Blanchard goes on to admit that others believe his optimism is “delusional”, citing in particular his MIT mentor Robert Solow. Within a couple of years, the delusional interpretation gathered a lot of steam. Most damning, stabilization policymakers were trashing the state of macro as useless, which is a far cry from good. Jean-Claude Trichet was Governor of the European Central Bank when he complained that mainstream macro models failed to provide stabilization authorities useful guidance on how to understand and deal with the Great Recession. From Trichet (November 2010): “When the crisis came, the serious limitations of existing economic and financial models immediately became apparent. Macro models failed to predict the crisis and seemed incapable of explaining what was happening to the economy in a convincing manner. As a policymaker during the crisis, I found the available models of limited help. In fact, I would go further: in the face of the crisis, we felt abandoned by conventional tools.” The other crucial policymaker felt the same way. I experienced Ben Bernanke, during the design and execution of the Fed’s successful strategy to prevent the crisis from morphing into a 21st-century depression, disdainfully dismissing the relevance of mainstream macro theory.

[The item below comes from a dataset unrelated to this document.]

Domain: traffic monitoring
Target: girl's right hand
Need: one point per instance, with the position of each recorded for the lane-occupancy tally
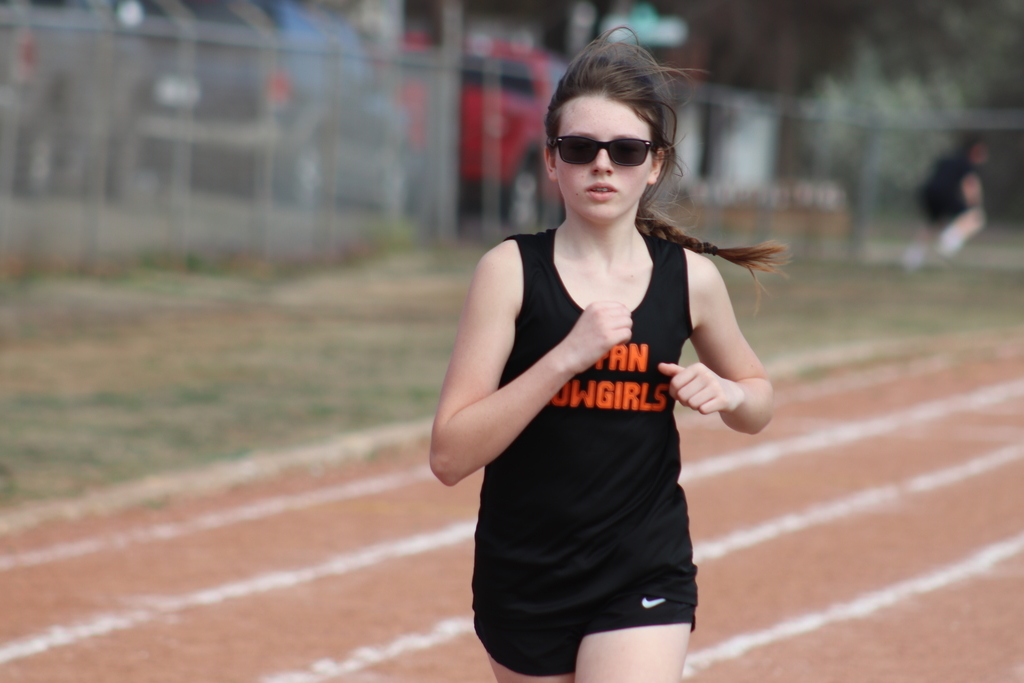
(602, 326)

Blanchard’s delusion is at least partly rooted in his habit of glossing over debilitating flaws in NK macro theory that existed in 2008 and continue unchanged today. A particularly fatal mainstream error is combining the admonition to microfound (rational behavior being a good thing) with the disastrous restriction that all rational exchange must occur in the marketplace. Blanchard seems unable to grasp that core problem. In modern economies, where a significant share of economic activity rationally occurs in highly specialized, bureaucratic firms, arbitrary market-centricity prevents microfounding meaningful wage rigidity (MWR), prevents the rational suppression of wage recontracting, prevents the rational existence of involuntary job loss, prevents evidence-sized same-direction causality from nominal-demand disturbances to employment and output, prevents chronic wage rents, and prevents the proper organization of stabilization policy-making around the management of total spending.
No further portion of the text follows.